7.1Le 15 juin et le 4 juillet 2006, en réponse à une demande d’éclaircissements émanant du secrétariat sur la qualité des auteurs en tant que «victime[s]» aux fins de l’article premier du Protocole facultatif, les auteurs ont indiqué qu’une action collective pouvait être engagée aux États‑Unis par n’importe quel membre du groupe concerné agissant au nom d’un nombre bien défini d’entre eux, en l’occurrence 9 539 victimes de torture, exécution sommaire et disparition. Tous les membres du groupe ont qualité pour agir dans une procédure d’action collective dès que cette procédure est agréée par un tribunal et ils ont tous droit à une part du montant fixé dans la décision finale. Le tribunal est libre de désigner certains membres du groupe ayant engagé une action collective comme «représentants» aux fins de l’action en justice, mais le «représentant» n’a pas un statut supérieur à celui des autres membres du groupe. Le fait que l’on ait choisi des «représentants» différents de ce même groupe pour la procédure d’action collective engagée aux États‑Unis et celle engagée aux Philippines n’a pas d’incidence sur la qualité pour agir des auteurs. La règle en matière d’action collective aux Philippines est fondée sur celle des États‑Unis.

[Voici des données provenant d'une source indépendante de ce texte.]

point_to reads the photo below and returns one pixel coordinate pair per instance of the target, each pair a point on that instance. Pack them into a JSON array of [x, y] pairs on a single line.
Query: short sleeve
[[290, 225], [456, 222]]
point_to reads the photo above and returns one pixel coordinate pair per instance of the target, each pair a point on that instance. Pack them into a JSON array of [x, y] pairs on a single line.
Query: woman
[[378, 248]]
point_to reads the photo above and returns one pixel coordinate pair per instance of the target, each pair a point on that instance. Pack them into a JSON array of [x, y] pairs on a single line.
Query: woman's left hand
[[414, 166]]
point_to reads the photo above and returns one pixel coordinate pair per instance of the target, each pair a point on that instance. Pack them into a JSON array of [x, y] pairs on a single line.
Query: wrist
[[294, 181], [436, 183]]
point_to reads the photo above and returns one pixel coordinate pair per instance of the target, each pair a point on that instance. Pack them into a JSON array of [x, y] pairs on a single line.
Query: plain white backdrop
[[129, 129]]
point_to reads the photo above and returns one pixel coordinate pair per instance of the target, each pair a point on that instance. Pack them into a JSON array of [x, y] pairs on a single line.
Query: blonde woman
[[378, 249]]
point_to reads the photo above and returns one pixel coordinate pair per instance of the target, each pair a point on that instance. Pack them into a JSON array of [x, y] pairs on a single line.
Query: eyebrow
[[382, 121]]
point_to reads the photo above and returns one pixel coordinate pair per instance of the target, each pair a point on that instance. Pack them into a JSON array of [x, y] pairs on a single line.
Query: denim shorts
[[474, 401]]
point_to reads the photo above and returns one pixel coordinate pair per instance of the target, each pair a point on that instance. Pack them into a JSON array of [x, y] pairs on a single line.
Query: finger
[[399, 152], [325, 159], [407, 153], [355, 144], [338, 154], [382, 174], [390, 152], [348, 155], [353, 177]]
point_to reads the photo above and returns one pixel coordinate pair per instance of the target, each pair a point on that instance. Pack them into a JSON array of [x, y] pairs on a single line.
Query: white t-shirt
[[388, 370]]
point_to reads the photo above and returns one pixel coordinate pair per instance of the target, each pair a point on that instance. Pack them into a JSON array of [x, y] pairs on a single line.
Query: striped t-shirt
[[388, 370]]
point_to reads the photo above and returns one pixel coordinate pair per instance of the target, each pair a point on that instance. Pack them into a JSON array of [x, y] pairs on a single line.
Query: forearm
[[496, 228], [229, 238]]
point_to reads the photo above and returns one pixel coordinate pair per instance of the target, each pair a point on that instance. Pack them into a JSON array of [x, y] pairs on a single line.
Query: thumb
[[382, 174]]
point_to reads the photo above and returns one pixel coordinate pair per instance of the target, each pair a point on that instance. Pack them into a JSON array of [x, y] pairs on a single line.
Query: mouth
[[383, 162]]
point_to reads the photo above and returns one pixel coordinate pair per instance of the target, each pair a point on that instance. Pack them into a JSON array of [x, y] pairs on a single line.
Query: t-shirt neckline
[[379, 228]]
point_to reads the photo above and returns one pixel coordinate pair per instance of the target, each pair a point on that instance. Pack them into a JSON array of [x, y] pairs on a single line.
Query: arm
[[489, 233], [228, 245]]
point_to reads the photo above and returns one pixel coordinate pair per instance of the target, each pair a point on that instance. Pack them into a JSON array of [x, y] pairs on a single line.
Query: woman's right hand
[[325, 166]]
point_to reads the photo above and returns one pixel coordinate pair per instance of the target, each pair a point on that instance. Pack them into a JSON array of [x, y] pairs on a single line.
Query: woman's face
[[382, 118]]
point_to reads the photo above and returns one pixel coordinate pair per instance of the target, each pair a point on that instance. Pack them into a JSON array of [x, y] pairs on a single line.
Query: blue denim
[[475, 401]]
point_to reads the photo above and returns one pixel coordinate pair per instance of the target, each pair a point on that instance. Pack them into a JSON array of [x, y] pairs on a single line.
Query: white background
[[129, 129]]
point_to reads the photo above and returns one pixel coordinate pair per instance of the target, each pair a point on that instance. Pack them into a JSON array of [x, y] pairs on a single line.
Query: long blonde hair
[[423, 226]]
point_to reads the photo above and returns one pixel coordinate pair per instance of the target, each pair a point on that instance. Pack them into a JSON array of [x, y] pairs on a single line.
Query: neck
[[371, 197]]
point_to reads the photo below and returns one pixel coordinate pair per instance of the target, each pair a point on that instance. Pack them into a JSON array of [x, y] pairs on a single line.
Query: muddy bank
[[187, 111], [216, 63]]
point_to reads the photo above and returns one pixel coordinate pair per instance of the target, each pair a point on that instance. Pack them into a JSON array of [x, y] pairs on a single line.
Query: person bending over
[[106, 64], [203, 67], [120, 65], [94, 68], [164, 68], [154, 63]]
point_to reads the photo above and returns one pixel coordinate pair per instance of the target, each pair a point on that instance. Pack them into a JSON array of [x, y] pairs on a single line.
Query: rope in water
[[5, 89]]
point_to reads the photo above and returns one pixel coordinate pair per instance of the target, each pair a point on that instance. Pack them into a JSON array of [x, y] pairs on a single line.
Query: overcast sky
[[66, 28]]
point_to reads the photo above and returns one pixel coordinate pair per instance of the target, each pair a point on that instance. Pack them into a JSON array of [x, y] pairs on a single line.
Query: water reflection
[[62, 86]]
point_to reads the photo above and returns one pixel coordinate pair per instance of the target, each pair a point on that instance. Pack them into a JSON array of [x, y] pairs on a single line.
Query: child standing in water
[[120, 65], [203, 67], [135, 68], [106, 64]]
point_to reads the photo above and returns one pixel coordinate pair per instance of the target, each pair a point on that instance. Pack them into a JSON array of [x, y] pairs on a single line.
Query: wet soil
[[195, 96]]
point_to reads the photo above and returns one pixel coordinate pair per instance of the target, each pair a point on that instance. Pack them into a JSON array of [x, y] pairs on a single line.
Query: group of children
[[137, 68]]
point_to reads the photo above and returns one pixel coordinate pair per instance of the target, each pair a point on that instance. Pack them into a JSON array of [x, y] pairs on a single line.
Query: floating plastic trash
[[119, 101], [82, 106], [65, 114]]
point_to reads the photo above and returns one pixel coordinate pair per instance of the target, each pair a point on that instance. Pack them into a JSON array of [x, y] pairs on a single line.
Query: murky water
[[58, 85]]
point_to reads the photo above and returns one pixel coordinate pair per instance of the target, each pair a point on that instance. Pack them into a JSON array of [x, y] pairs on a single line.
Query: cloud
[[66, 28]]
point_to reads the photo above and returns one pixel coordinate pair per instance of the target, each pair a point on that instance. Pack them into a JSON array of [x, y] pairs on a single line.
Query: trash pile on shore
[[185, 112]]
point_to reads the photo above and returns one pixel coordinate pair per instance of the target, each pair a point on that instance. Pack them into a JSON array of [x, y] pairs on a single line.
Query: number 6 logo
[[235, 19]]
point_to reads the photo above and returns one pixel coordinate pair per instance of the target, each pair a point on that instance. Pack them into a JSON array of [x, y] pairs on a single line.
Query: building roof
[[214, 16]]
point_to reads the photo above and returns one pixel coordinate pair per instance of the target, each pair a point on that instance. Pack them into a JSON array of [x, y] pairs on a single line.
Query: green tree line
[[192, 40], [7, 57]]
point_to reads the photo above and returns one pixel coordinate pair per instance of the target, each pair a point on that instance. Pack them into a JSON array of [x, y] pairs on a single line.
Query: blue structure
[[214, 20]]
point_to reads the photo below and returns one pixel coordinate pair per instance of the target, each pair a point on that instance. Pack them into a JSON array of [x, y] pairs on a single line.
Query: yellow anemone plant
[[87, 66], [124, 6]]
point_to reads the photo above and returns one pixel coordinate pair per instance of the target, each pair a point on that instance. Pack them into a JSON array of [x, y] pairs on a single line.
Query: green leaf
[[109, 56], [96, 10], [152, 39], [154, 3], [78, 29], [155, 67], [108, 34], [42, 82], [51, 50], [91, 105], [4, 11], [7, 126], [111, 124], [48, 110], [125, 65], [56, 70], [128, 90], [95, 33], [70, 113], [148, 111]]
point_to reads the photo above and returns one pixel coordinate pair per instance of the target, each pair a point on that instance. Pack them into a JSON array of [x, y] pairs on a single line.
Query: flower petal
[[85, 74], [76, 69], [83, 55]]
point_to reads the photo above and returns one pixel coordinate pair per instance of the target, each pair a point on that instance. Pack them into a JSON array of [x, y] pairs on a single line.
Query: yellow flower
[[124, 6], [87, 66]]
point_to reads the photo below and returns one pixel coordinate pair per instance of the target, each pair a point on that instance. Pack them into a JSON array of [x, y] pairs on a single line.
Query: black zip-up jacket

7.2Selon les auteurs, il est inhabituel dans une action de groupe engagée aux États-Unis de déposer une liste de tous les membres du groupe engageant l’action collective. Dans le cas à l’examen, où le dossier public pouvait être examiné par le Ministère philippin, ce qui pouvait entraîner des représailles contre les victimes de torture encore en vie, une certaine prudence a été exercée. Les auteurs fournissent des éléments pour prouver qu’ils sont membres du groupe ayant engagé l’action collective aux États-Unis: un extrait du témoignage de Mme Narcisco lors du procès en responsabilité qui s’est tenu aux États-Unis; un extrait de la déposition faite par M. Pimentel en 2002 aux États-Unis ainsi qu’un jugement rendu aux États-Unis dans lequel ce dernier a été authentifié en tant que représentant du groupe dans une affaire ultérieure; enfin, une formule de dépôt de plainte requise par le tribunal en ce qui concerne M. Resus. Les auteurs confirment également qu’aucune mesure n’a été prise en vue de l’exécution du jugement.

Délibérations du Comité

Examen de la recevabilité

8.1Avant d’examiner toute plainte contenue dans une communication, le Comité des droits de l’homme doit, conformément à l’article 93 de son règlement intérieur, déterminer si la communication est recevable en vertu du Protocole facultatif se rapportant au Pacte.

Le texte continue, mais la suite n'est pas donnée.